En un artículo titulado «La migración de Inkarrí», Peter Elmore (2017) analiza cómo, entre las distintas versiones del mito recogidas por los antropólogos, la que se popularizó desde los años sesenta en adelante es la versión mesiánica. Elmore insiste en que las versiones que se enfocan en el mito de origen son vistas como producto de las comunidades más aisladas, menos afectadas por, en palabras de José María Arguedas, «la contaminación hispánica» (Arguedas, 2012b, p. 506).
Elmore sostiene que el éxito de difusión de la versión mesiánica refleja el entusiasmo de los antropólogos e intelectuales que veían en ese Inkarrí un reflejo de sus propios deseos de una revolución que acabara con el régimen oligárquico que dominaba el país. Proyectaban en la imagen del retorno del Inkarrí —tras su muerte y decapitación— lo que denominan y generalizan como una utopía andina, poshispánica, anticolonial y reivindicativa.
Si bien Elmore no se enfoca en los aspectos de género implícitos en las distintas versiones del mito, hay que señalar que la versión de Q’ero que él denomina etiológica —la que apunta al origen de la cultura y que es con frecuencia olvidada por la indiferencia de los intelectuales de la segunda mitad del siglo XX—, incluye una pareja fundadora: Qollarí e Inkarí. En otras palabras, el mito fundador en que se veía la complementariedad de género que caracterizaba a gran parte del mundo andino es escatimado, mientras que lo que permanece en el imaginario de los intelectuales peruanos de la izquierda de mediados del siglo XX es la del héroe decapitado, es decir, castrado. El héroe mesiánico debería prometer la redención, pero, como nota Elmore, ya en «Puquio, una cultura en proceso de cambio», Arguedas se refiere a «mestizos escépticos» (p. 46). La cita que el autor escoge es extremadamente reveladora:
Inkarrí vuelve, y no podemos menos que sentir temor ante su posible impotencia para ensamblar individualismos quizás irremediablemente desarrollados. Salvo que detenga al Sol, amarrándolo de nuevo, con cinchos de hierro, sobre la cima del Osqonta y modifique los hombres; todo es posible tratándose de una criatura tan sabia y tan resistente (Arguedas, 2012a, p. 290).
Solamente un milagro haría que Inkarrí no fuera impotente ante el cambio. Elmore observa la ironía amarga que deja filtrar el escepticismo de Arguedas. Lo que había observado Arguedas era una transformación en la nueva cultura de Puquio que la hacía mestiza, la transformaba hacia una peruanidad incapaz de creer en el héroe redentor, el héroe que volvería a recuperar la entereza de su cuerpo, a negar la muerte y, por ende, la castración también. ¿Cómo encarnar el mito del héroe que volverá de la muerte?
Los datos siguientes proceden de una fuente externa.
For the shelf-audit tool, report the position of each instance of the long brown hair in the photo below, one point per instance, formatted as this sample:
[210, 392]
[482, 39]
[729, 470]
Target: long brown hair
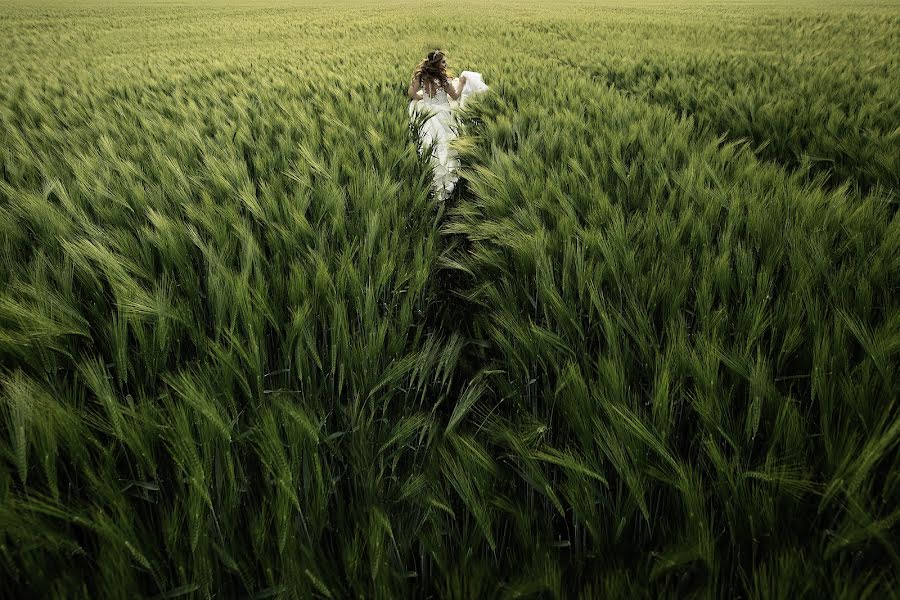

En 1986, Alberto Flores-Galindo recibió el premio Casa de las Américas por su libro Buscando un Inca: Identidad y utopía en los Andes, que se convirtió en uno de los libros peruanos más influyentes de esa década. Al presentar y analizar las distintas vertientes del mito del Inkarrí, Flores-Galindo expresa mucha de la ambivalencia y el deseo de la izquierda peruana: la revolución es la revolución de ese inca decapitado que debe volver a ser uno y a establecer un nuevo orden.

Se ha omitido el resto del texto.